衆官員七嘴八舌地呵斥,康自矯坦然面對,等聲音稍歇,他說:“我隻問一句,諸位誰敢站出來,說一句南、北軍中沒有自家的親戚?”
廳裏一下子靜下來。
南、北軍的地位比宿衛軍稍低一些,但是駐紮在京城繁華之地,待遇比普通軍隊高得多,每次出征皆能立功,因此許多人都願意加入,官員們自然近水樓台先得月。
但兩軍的士兵主力仍是京城周圍幾個郡縣的良家子弟,裝備精良、供應充足,戰力一直不弱,因此也就沒人計較。
韓孺子也不會,與變兵爲奴相比,這實在不算什麽大事。
無言以對就像是默認,幾名官員反應過來,急忙向皇帝下跪,賭咒發誓,聲稱自己在提出反對時絕無私心。
韓孺子仍沒有怪罪任何人,宣布廷議結束,明天會有正式旨意。
散朝之後,韓孺子留下柴悅,對他說:“委屈柴将軍了。
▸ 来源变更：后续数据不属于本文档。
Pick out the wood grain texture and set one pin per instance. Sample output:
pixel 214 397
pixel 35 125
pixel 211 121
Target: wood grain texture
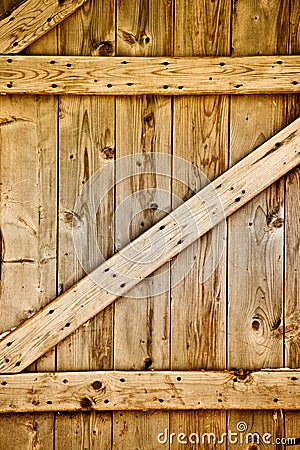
pixel 256 234
pixel 181 228
pixel 144 124
pixel 24 24
pixel 32 159
pixel 200 136
pixel 86 138
pixel 127 390
pixel 138 75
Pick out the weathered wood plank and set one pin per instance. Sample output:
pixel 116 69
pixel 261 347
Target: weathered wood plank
pixel 141 75
pixel 143 342
pixel 27 22
pixel 86 138
pixel 200 136
pixel 255 234
pixel 127 390
pixel 291 326
pixel 156 246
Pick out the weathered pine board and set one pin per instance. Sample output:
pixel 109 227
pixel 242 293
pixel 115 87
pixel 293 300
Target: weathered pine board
pixel 292 237
pixel 256 233
pixel 141 75
pixel 86 138
pixel 141 332
pixel 177 231
pixel 27 22
pixel 198 320
pixel 28 153
pixel 143 390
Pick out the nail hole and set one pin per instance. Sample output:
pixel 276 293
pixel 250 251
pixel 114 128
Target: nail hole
pixel 97 385
pixel 255 325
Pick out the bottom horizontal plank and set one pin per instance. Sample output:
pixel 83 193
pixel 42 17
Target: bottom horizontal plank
pixel 102 391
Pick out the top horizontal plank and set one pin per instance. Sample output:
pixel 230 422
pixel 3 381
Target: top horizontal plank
pixel 137 76
pixel 32 19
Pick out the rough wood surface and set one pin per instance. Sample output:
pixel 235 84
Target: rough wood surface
pixel 143 125
pixel 200 136
pixel 86 138
pixel 256 233
pixel 177 231
pixel 136 76
pixel 24 24
pixel 122 390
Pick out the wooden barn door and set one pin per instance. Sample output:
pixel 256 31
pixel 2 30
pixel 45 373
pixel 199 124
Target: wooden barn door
pixel 245 315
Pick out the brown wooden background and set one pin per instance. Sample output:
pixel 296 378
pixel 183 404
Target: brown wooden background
pixel 247 315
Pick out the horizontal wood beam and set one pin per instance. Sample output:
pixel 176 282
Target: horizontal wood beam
pixel 155 247
pixel 30 20
pixel 101 391
pixel 137 75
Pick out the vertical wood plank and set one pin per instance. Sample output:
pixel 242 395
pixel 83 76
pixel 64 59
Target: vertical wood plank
pixel 86 144
pixel 292 240
pixel 28 210
pixel 255 240
pixel 198 314
pixel 144 28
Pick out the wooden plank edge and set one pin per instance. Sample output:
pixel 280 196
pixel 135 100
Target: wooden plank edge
pixel 123 271
pixel 163 390
pixel 24 24
pixel 149 75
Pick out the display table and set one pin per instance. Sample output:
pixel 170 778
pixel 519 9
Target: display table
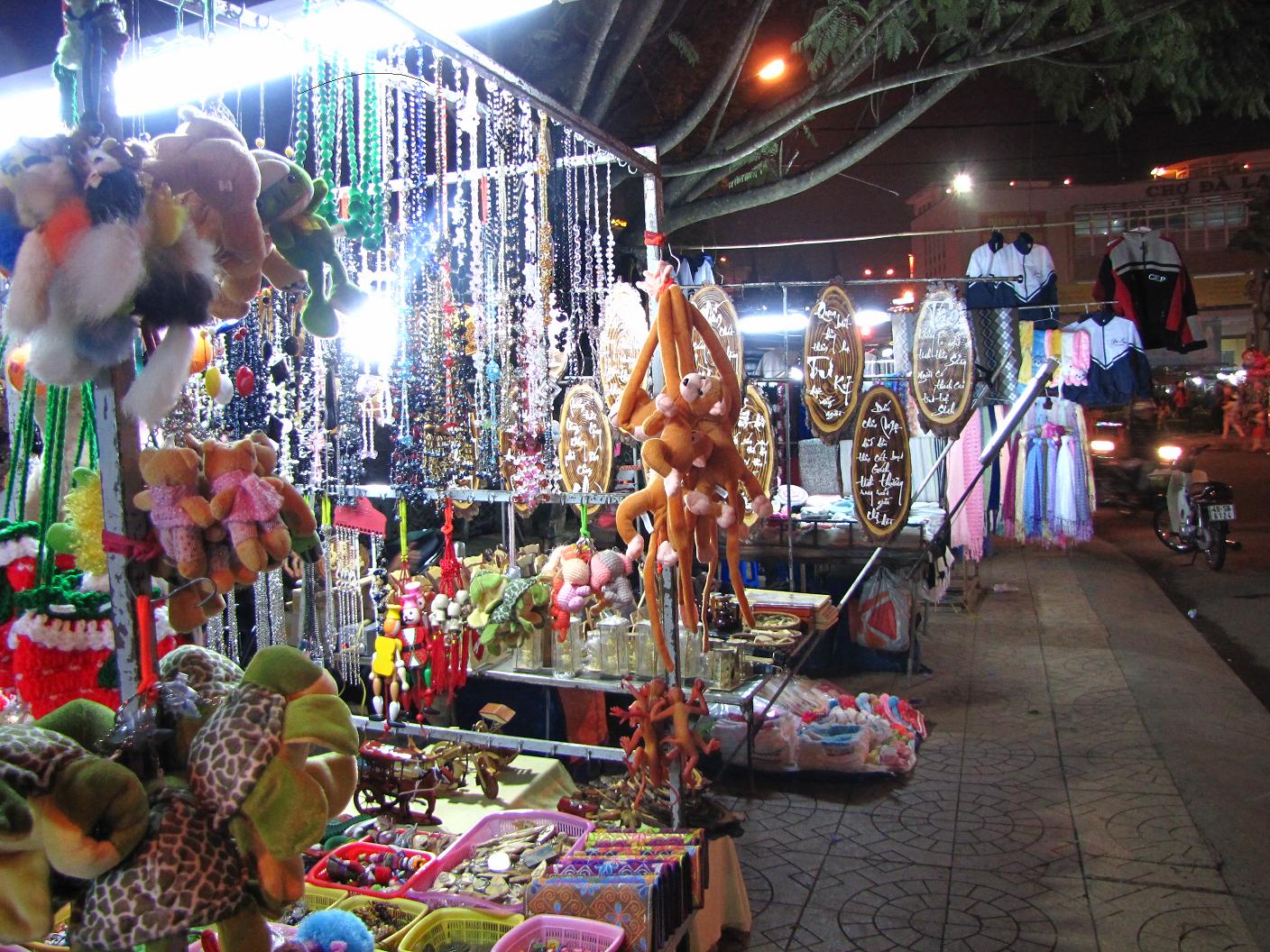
pixel 538 783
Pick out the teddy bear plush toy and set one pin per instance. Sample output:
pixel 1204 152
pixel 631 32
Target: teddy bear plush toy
pixel 296 513
pixel 246 504
pixel 289 208
pixel 207 165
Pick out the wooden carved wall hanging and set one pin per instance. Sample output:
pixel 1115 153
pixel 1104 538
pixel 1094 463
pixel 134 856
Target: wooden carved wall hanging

”
柴悅慌忙拱手道:“臣得陛下信任,乃是天大之恩,有何委屈?”
“昨日朕問你,匈奴是否會再次侵邊,你說自己要考慮一下,可有結果?”
“臣仔細考慮過了,有七成把握,覺得匈奴人會在明年春天進犯大楚。”
雖然無法宣之于口,可韓孺子心裏“盼望”着這場戰争。